I respect school boards in the sense that they understand the power of images, but I don’t understand how that power can really be worked with. picture. It teaches you how to read pictures, how to slow them down, how to understand them, how to make sense of them. It reflected what I learned from Maurice Sendak in a strip I did for The New Yorker. he said. they already know everything. ’ As a child, I knew horrible things, but I couldn’t let an adult know what I knew. And I think that’s the reality. But it’s important to be able to run that freeze his frame and go back and understand what they’re saying.

Comics are a great way to focus on such teachings. This is increasingly necessary to survive political campaigns with harmful misinformation and the like.
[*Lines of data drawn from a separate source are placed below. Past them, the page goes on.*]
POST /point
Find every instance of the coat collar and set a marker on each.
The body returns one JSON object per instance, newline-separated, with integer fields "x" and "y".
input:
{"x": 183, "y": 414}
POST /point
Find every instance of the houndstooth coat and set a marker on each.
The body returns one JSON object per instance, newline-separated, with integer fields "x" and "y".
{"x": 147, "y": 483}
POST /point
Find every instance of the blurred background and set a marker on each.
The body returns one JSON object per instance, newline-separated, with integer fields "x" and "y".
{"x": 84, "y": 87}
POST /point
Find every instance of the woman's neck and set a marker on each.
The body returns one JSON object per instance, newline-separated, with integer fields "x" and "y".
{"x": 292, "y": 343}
What does the word “breakdown” mean to you? What is your relationship with the word’s multiple meanings?

In a way, a breakdown is when you can’t stay focused and move forward, and sometimes you have a nervous breakdown. My mother had it and I had one early on. It makes obvious sense. It also means professional. To create a comic strip, you need to know which part of the past, present, or future to place. How do you interconnect these panels into an overall pleasing pattern shape on the page? As long as there is a story, boxes, actions, all parts of breaking the story down and making something out of it. That is another meaning of this word. And indeed, my work deals with both kinds very intensively.